Damien shifted his weight from foot to foot, the sight of those black snakes making him sweat. There had to be thousands of them, maybe millions of them, writhing over each other in a kind of frenzy. The idea of being surrounded by them, of having them touch his skin, was enough to make him feel sick. “It’s fine for you to take such a chance. You’re dead already.”

She cast him an amused glance. “Such a bold dragon,” she said under her breath, her gaze taunting him.

Damien was on the cusp of arguing that he wasn’t a dragon any more, or at least not in this place, but she wasn’t really talking about his shifting powers. “Can’t you cause an earthquake and make the seas part?”

“It wouldn’t necessarily get rid of the snakes.”

“I say it’s worth a try.”

“I’m saving my strength,” she said, and he heard that she was tired.
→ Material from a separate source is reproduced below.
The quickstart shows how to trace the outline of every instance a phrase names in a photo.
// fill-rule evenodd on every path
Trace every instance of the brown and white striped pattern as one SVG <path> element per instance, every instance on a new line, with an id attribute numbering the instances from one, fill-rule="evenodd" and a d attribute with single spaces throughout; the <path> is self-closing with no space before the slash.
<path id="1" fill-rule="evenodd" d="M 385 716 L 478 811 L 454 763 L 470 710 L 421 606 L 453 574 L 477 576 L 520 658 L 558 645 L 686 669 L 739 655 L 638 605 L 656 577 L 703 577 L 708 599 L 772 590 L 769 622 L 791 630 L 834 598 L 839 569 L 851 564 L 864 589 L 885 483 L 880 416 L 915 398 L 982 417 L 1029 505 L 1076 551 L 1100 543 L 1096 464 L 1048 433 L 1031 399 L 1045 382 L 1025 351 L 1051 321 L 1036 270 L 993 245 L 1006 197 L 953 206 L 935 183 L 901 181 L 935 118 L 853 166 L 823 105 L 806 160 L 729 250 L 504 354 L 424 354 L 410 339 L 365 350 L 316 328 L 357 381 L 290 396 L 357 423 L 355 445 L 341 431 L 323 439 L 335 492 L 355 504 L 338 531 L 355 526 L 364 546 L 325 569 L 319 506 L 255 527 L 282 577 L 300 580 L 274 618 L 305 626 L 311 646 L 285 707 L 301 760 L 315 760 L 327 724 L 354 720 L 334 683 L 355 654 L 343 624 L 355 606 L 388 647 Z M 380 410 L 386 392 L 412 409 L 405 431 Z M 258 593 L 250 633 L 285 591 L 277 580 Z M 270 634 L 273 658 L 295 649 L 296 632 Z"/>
He saw her hand cup her ripe belly again and wondered if she felt the baby’s time was coming. “They’re just snakes, Damien.”

He marched down to the river to stand beside Petra, deeply uneasy about the whole exercise. “It would be a lot easier if I could still shift shape,” he noted. “We could just fly over the river.”
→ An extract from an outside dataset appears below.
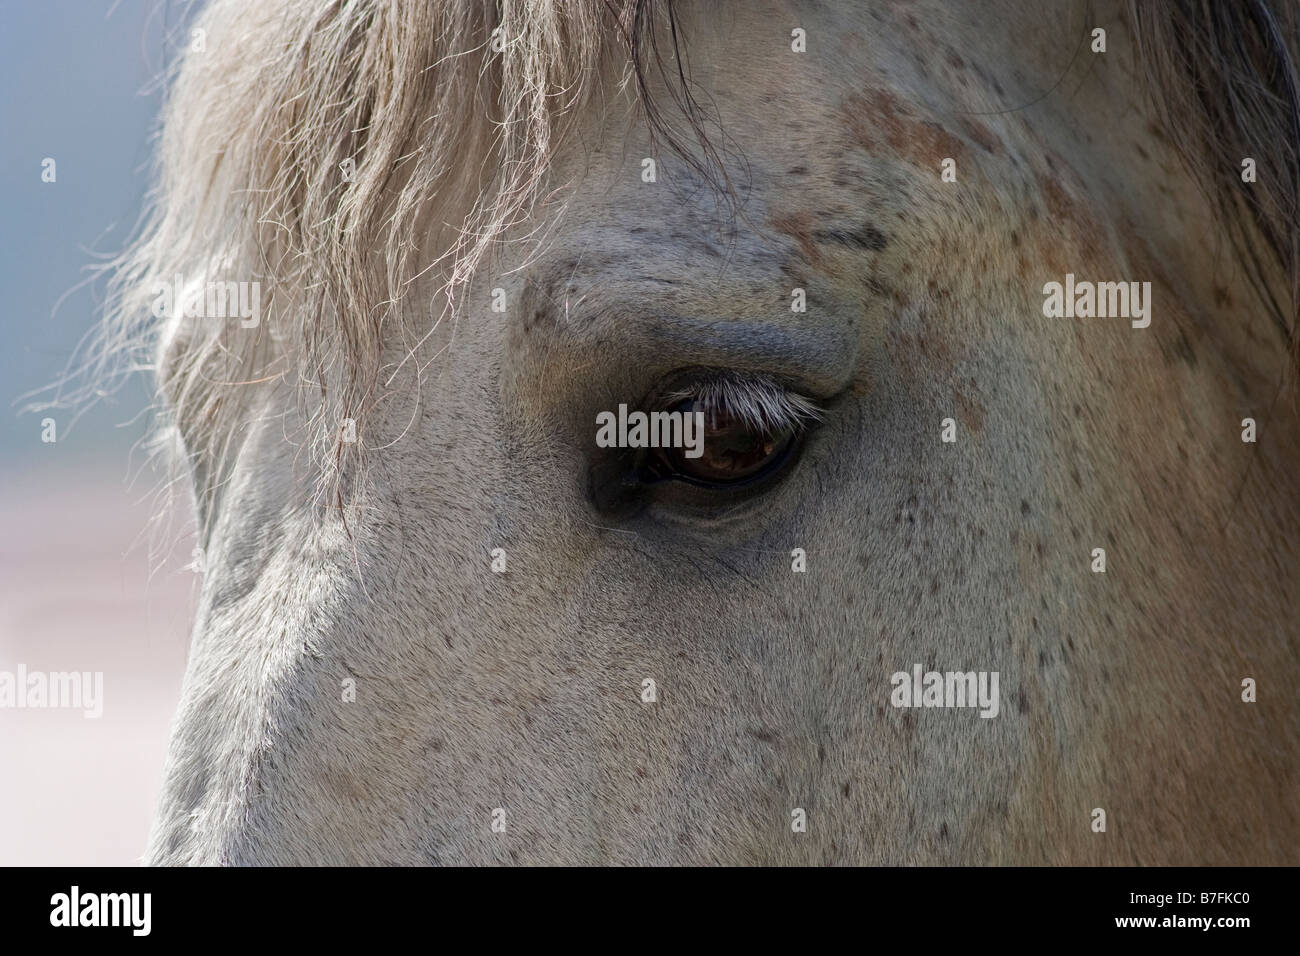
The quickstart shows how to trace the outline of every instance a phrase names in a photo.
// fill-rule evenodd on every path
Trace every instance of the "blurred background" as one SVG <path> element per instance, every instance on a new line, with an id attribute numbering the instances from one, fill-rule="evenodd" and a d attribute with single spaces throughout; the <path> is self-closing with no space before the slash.
<path id="1" fill-rule="evenodd" d="M 87 267 L 135 229 L 157 81 L 187 15 L 160 0 L 0 3 L 0 671 L 104 675 L 98 719 L 0 707 L 0 865 L 138 863 L 161 782 L 198 579 L 184 489 L 169 507 L 139 447 L 147 383 L 75 425 L 68 409 L 20 410 L 98 320 Z"/>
“Which might be the point. This might be a test of your determination.”

He gave her a sizzling glance. “I’m determined enough.”

“We’ll soon find out. This river isn’t supposed to be very deep.”
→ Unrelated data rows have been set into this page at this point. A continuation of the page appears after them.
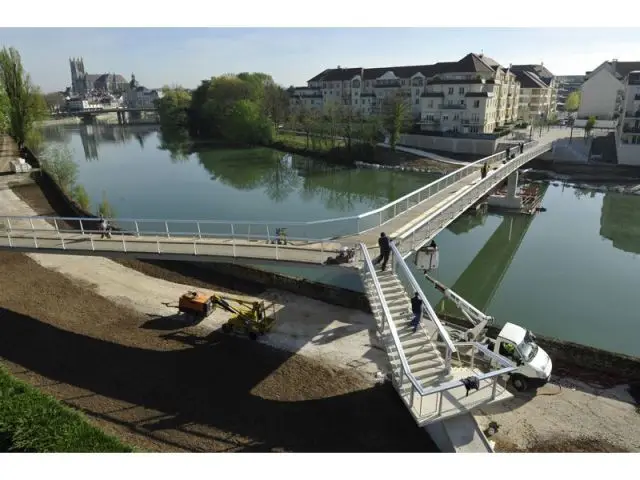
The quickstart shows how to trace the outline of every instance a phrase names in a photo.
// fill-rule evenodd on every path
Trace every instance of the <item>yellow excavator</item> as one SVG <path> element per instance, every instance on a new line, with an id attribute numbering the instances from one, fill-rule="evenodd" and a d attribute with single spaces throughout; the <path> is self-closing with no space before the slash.
<path id="1" fill-rule="evenodd" d="M 235 302 L 239 307 L 232 307 L 229 301 Z M 225 299 L 218 295 L 189 291 L 183 294 L 178 301 L 178 310 L 189 320 L 202 321 L 220 307 L 234 316 L 222 325 L 224 333 L 237 333 L 255 340 L 260 335 L 269 332 L 276 321 L 276 313 L 273 304 L 266 305 L 262 302 L 247 302 L 237 299 Z M 273 315 L 269 316 L 267 310 L 271 308 Z"/>

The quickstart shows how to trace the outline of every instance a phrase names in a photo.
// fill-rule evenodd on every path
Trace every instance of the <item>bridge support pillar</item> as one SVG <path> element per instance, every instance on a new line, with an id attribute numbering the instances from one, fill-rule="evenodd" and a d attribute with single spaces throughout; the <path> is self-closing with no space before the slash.
<path id="1" fill-rule="evenodd" d="M 518 191 L 518 170 L 513 172 L 507 178 L 507 198 L 513 200 L 516 198 L 516 192 Z"/>

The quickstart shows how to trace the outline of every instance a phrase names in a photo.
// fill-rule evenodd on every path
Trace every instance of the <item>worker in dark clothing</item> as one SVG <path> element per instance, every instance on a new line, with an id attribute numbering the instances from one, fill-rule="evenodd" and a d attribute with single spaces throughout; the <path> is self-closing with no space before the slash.
<path id="1" fill-rule="evenodd" d="M 378 265 L 382 262 L 382 271 L 387 268 L 387 262 L 389 261 L 389 255 L 391 254 L 391 244 L 389 243 L 389 237 L 384 232 L 380 234 L 378 238 L 378 246 L 380 247 L 380 255 L 373 262 L 374 265 Z"/>
<path id="2" fill-rule="evenodd" d="M 411 312 L 413 313 L 413 320 L 411 320 L 409 326 L 413 327 L 413 333 L 416 333 L 422 319 L 422 299 L 418 292 L 411 299 Z"/>
<path id="3" fill-rule="evenodd" d="M 488 168 L 487 168 L 487 162 L 485 162 L 485 163 L 482 165 L 482 168 L 480 169 L 480 177 L 481 177 L 481 178 L 485 178 L 485 177 L 487 176 L 487 170 L 488 170 Z"/>
<path id="4" fill-rule="evenodd" d="M 524 153 L 524 142 L 520 142 L 520 153 Z"/>
<path id="5" fill-rule="evenodd" d="M 511 147 L 507 147 L 507 160 L 511 158 Z"/>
Even the possibility of snakes up to his waist made Damien shudder. “Does anybody know for sure?”

“No one who’s telling.”

He exhaled and tried to find his courage. It also would have been much easier without the sight of all those sinuous bodies entwining and tangling, glistening wet, and much easier if he’d been feeling his usual self. “Doesn’t this river have some kind of power?”

“You’re stalling,” Petra teased with a laugh.

“I’m gathering information to make the best choice,” Damien retorted and she laughed again. He couldn’t help but smile that she knew him so well.

“The Leche is called the river of oblivion, which is a tempting prospect in a way.”

Damien was surprised. “What could you want to forget?”

“You broke my heart, Damien,” she said softly. “And forgetting that ache would make any situation easier to bear.”

He caught her hand in his, wanting to make this right while he could. He had absolutely no confidence that he could pass through this river unscathed, and this one thing, he had to set straight with Petra while he could. He turned her hand in his, trying to find a way to explain. “I thought I was supposed to take care of you.”

“I thought you were the one man who could accept me for what I was.”

Damien nodded, knowing he should have done better. “I’ve been with others of my kind while I’ve been gone,” he said. “These other
Pyr
have an idea that their mates are more than the mothers of their sons.”

“I like them already.”

“They think of their mates as their partners, and in fact, they believe that making a permanent bond with their mate makes them stronger.”

“The whole is greater than the sum of its individual parts?”

“Exactly.” Damien nodded. “I know I disappointed you, Petra, and I know I was wrong, but I’ll take that chance you offered.”

She considered him. “I thought you came just for your son.”

He smiled at her. “I thought so, too, but seeing you again has made me realize how empty my life has been without you. Come with me, Petra. Be partners with me.”

She averted her gaze, her throat working. “It’s not up to me. We have to appeal to Hades, but you have to know that he never lets anyone leave.”

“I won’t believe it. The darkfire has to be making the impossible possible. I have to believe that if you decide to be with me, then we will be able to leave.”

She considered him for a long moment. “You won’t abandon me again?”

“Never.”

Petra studied him for a long moment. She squeezed his hand and kissed his cheek, then turned and walked into the dark water. The water stained the hem of her tunic first, making the fabric look dark. She walked steadily into the water, showing a bravery Damien wished he felt, especially when the first of the snakes wound around her legs. He shuddered and couldn’t bear to watch, but couldn’t turn away either.

As Petra continued to wade deeper, the snakes merely slipped around her body. They seemed to create a path for her and carry on with their own business, untroubled by her presence. It looked as if the water was only as deep as her hips.